The thing that stood out for me in the film the most was how explicit it is who the real busybodies in our culture are.  And when I say “busybodies” I mean, who are the people who believe that they have the right… no, more than that… that they have an obligation to impose their will on you.  And those three busybody groups–and the three most closely aligned with the MPAA ratings board are 1. Politicians, 2.  “Parents”*, and 3.  The Church.  Growing up in it, especially with a pastor/father who’s not that big into trying to dictate what the whole world is up to (at least not from any “And I’m a pastor, so I know” perspective), I’m often taken aback by the audacity of someone from a religion that is not mine (and, often from a denomination that is not yours) thinking that he needs to help the motion picture industry figure out what is appropriate for people to view.  If you have that urge, it sure must be nice to be able to find a job that will let you act on it in clear conscience.

But the other thing I found really interesting was that it actually went a little farther than I’ve seen most folks go in arguing that it’s easier to get an R rating or a PG-13 rating if your film is violent than it is if it’s sexual.  Because, in this movie, Kevin Smith points out that it seems to be much easier to get an R rating if your film shows violent sexual acts against women than if your film shows women taking part in pleasurable consensual sexual acts.  And then they show clip after clip of women being chased down and assaulted and them screaming and crying or laying there very still from movies all with R ratings juxtaposed against clip after clip of women having pleasurable sex in movies where the Board told the filmmakers to recut it to reduce the time of those scenes on-screen.
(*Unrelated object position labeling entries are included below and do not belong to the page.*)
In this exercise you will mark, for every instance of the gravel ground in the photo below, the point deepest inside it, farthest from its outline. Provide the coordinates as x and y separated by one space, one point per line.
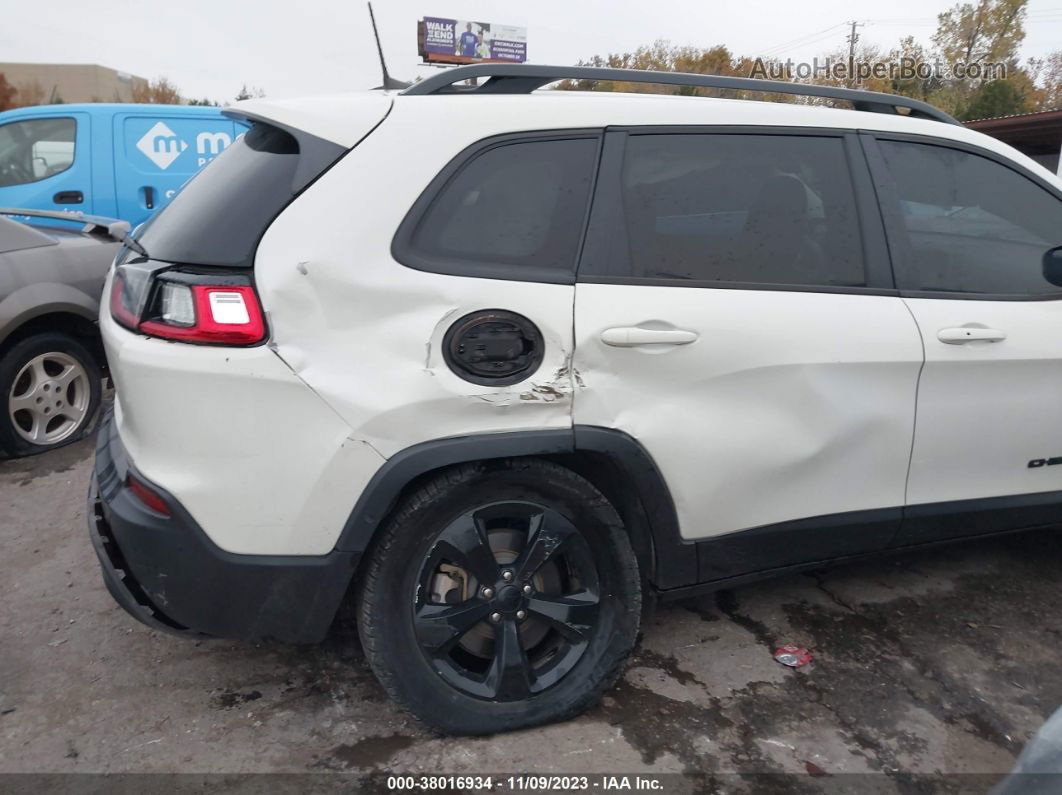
928 663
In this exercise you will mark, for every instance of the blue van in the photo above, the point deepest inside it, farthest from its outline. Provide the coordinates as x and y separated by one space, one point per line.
121 161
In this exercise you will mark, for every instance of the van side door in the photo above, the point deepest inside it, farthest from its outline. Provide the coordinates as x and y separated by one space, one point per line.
46 162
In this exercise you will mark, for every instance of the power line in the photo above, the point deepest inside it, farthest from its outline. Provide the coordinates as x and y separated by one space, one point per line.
800 39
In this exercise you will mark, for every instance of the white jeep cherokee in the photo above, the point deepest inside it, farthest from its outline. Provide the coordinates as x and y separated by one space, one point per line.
501 364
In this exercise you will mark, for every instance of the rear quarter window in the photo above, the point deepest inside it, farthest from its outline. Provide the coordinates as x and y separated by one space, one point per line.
514 210
221 213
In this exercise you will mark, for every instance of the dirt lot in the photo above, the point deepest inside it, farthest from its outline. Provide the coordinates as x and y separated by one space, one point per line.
932 662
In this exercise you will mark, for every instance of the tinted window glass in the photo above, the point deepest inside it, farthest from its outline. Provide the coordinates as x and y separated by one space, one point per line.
221 213
35 149
519 204
973 225
741 208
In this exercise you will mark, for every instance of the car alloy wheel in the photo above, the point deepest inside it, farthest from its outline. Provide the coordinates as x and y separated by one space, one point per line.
507 601
49 398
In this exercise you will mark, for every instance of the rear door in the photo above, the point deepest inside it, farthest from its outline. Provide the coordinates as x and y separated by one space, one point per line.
735 314
157 152
46 162
969 232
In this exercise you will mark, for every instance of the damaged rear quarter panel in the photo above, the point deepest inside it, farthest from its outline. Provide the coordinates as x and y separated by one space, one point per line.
365 332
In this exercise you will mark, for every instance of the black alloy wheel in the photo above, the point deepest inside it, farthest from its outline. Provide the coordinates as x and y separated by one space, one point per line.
499 595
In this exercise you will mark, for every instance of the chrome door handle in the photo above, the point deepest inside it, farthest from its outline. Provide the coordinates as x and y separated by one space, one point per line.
629 336
962 334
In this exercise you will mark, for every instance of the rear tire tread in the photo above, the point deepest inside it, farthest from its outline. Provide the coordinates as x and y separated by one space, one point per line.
535 470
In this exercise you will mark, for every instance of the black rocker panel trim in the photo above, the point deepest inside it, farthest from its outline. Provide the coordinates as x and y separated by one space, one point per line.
965 518
800 541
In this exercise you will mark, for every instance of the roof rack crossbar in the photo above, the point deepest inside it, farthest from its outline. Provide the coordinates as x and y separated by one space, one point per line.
527 78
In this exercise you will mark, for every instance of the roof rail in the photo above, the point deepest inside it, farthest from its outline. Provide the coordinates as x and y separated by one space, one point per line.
526 78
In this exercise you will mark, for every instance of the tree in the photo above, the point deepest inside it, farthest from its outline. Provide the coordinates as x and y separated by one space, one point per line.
7 93
992 30
994 99
31 92
247 93
1049 82
158 91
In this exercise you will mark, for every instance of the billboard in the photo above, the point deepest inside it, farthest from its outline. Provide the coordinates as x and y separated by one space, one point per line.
463 41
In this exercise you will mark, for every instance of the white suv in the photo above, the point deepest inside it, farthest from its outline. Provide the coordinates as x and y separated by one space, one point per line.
502 364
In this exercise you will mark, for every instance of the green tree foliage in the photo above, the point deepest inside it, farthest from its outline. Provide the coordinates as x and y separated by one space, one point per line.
7 93
983 32
247 93
158 91
996 98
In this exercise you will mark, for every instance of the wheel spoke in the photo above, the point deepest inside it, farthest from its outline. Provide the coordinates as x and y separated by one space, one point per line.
509 677
574 616
23 402
37 367
68 376
37 432
439 627
545 537
464 543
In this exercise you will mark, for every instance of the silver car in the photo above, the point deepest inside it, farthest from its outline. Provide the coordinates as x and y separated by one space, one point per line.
51 360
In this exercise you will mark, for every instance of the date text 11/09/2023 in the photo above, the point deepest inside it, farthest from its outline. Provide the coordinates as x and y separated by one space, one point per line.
526 783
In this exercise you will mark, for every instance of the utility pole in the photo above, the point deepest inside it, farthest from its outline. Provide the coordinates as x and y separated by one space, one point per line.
852 39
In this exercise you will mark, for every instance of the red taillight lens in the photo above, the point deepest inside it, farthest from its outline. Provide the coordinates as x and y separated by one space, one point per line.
183 310
223 315
147 495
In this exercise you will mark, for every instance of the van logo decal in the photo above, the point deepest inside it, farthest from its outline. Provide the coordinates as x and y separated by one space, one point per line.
161 145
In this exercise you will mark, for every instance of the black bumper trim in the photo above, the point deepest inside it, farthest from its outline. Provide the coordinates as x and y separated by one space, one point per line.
167 573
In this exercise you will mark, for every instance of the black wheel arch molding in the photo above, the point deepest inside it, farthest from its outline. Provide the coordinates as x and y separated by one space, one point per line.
603 455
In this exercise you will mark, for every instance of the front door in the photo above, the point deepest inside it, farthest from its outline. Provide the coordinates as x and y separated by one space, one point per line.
46 162
969 235
733 314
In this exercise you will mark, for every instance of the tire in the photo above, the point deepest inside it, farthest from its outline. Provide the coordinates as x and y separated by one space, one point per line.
457 677
49 394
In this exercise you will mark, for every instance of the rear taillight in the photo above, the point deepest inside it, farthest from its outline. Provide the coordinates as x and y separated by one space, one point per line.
148 497
206 309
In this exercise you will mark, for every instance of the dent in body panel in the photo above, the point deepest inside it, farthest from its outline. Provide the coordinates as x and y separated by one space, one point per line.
354 342
772 437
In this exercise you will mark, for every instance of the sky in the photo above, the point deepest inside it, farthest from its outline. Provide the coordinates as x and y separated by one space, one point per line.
210 48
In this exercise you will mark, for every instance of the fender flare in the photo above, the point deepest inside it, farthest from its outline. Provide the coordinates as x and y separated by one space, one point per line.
674 560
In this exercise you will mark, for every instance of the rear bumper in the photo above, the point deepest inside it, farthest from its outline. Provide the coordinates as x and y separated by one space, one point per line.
167 573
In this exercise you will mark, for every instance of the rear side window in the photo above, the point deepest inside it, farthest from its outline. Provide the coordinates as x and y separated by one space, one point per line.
755 209
35 149
222 212
970 224
516 210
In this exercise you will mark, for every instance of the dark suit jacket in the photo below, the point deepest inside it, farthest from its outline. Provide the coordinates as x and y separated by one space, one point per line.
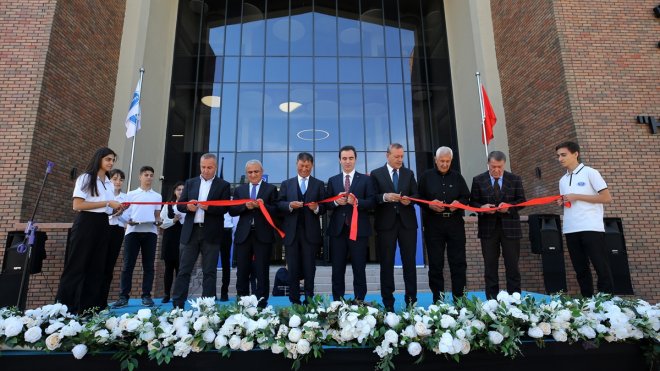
363 188
213 217
289 192
512 193
386 211
263 230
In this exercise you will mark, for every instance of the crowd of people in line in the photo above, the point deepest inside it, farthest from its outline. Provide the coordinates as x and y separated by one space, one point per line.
106 220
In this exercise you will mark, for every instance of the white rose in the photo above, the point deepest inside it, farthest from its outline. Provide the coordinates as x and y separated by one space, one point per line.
234 342
392 319
208 336
560 336
32 335
276 348
294 321
220 342
414 348
79 351
13 326
303 346
294 335
53 341
495 337
535 332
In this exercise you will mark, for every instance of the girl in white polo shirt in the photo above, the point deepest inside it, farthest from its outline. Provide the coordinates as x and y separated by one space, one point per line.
583 193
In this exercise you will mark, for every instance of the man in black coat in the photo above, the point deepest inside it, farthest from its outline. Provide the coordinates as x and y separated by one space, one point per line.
201 230
298 201
253 236
362 193
396 222
495 188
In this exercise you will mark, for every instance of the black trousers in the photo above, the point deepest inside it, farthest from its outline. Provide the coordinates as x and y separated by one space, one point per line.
387 240
171 270
340 247
188 254
301 261
585 246
134 244
225 254
449 234
116 238
244 266
490 249
81 284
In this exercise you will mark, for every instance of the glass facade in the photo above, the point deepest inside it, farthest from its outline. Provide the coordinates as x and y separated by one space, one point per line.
267 79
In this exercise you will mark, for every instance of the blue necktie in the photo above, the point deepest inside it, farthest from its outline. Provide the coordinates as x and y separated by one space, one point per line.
395 180
253 192
303 186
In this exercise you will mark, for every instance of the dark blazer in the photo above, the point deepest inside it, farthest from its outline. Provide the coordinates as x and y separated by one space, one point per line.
264 232
512 193
386 211
289 191
213 216
363 188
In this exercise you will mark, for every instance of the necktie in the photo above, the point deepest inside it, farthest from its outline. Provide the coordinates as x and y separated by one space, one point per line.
496 189
395 180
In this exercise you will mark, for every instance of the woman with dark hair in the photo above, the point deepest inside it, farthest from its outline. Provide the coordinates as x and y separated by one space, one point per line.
81 284
172 224
117 229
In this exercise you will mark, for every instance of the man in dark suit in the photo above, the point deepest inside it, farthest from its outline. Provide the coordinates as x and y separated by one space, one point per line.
201 230
298 202
362 192
497 188
396 222
254 236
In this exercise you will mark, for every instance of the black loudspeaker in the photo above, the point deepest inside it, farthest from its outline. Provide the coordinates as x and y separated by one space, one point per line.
615 246
545 239
14 261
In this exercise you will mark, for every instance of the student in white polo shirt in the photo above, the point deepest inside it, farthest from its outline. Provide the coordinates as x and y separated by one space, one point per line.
141 236
583 193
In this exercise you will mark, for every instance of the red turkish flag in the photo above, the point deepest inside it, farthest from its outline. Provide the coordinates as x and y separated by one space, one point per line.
490 119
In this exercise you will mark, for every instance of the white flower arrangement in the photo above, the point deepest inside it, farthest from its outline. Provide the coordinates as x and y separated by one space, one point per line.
302 331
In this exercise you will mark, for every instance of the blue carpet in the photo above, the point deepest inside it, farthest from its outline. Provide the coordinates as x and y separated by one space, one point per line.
424 299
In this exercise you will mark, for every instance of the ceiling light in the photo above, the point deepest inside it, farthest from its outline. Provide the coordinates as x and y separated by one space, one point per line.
289 106
211 101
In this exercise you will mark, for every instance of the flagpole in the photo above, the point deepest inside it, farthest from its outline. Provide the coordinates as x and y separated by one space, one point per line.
130 167
483 113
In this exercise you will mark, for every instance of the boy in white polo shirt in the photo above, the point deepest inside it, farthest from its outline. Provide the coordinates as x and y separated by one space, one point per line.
583 193
141 234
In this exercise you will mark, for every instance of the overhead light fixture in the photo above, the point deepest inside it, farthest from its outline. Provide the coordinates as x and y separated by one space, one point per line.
212 101
289 106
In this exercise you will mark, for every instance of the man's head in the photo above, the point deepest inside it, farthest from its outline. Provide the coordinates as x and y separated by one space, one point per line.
304 164
496 162
568 154
347 157
443 157
395 155
208 166
254 171
146 177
It’s really shocking to see it compiled like that.

And John Waters is in it and I love him.

But the best part was Maria Bello talking about them objecting to her pubic hair in The Cooler and I about died, it’s so great.  I mean, folks, every day, I wish I had the grace and poise and confidence in my own body that I could sit here and discuss with you, say, my pubic hair without it feeling, for me, transgressive.  To see her talking so matter-of-factly about her body like that was pretty damn awesome.

*And I put “parents” in quotes because a great many people in our culture are parents and most of them do not give a shit about what you’re doing right now, but a small, vocal group believes that they have the right–for the children–to dictate how your life is shaped.  I mean the second group.

My Pretty Baby

We didn’t watch the Grammys, so I only have one Grammy thought that doesn’t involve spending four hours discussing the asshole move of beating up your girlfriend–which is a whole heaping pile of bullshit in itself–the day before one of the most important events of her professional career, thus rendering her unable to participate.

Anyway, here it is.  I have always thought that “Bo Diddley” was the strangest, most wonderful song ever, ever, ever.  I’m not saying it’s my favorite song.  Just that when I hear it, I feel like I’m hearing something profound I’m not smart enough to make sense of.  Like someone in my room is playing “Mockingbird,” “he’s going to buy me a diamond ring, and if that diamond ring…” and someone from the other room starts singing “….don’t shine he’s going take it to a private eye” and you think it’s just some variation on the same song.  But somehow, even thought it’s Bo Diddley singing, he’s the subject of the song, the person who can use a black cat bone to sow such discord in the singer’s house that the singer loses his woman.  And that’s in the stanza that makes the most sense.

What about the middle one, when the beloved ends up with a Sunday coat made from a nanny goat and a hat made from or by a bear cat?

The whole thing holds together like some magic-infused dream.

And then, at the end, when he says “Bo Diddley, Bo Diddley, have you heard?  My pretty baby said that she was a bird.”

It’s corny.  I am embarrassed to even type it like it’s something profound.  But it feels profound to me, like it’s some great mysterious truth and the way he sings it gives me such a case of the heebie jeebies that every time I hear it I get goosebumps, like I’m pressed up against something important and it’s moving against me to that beat.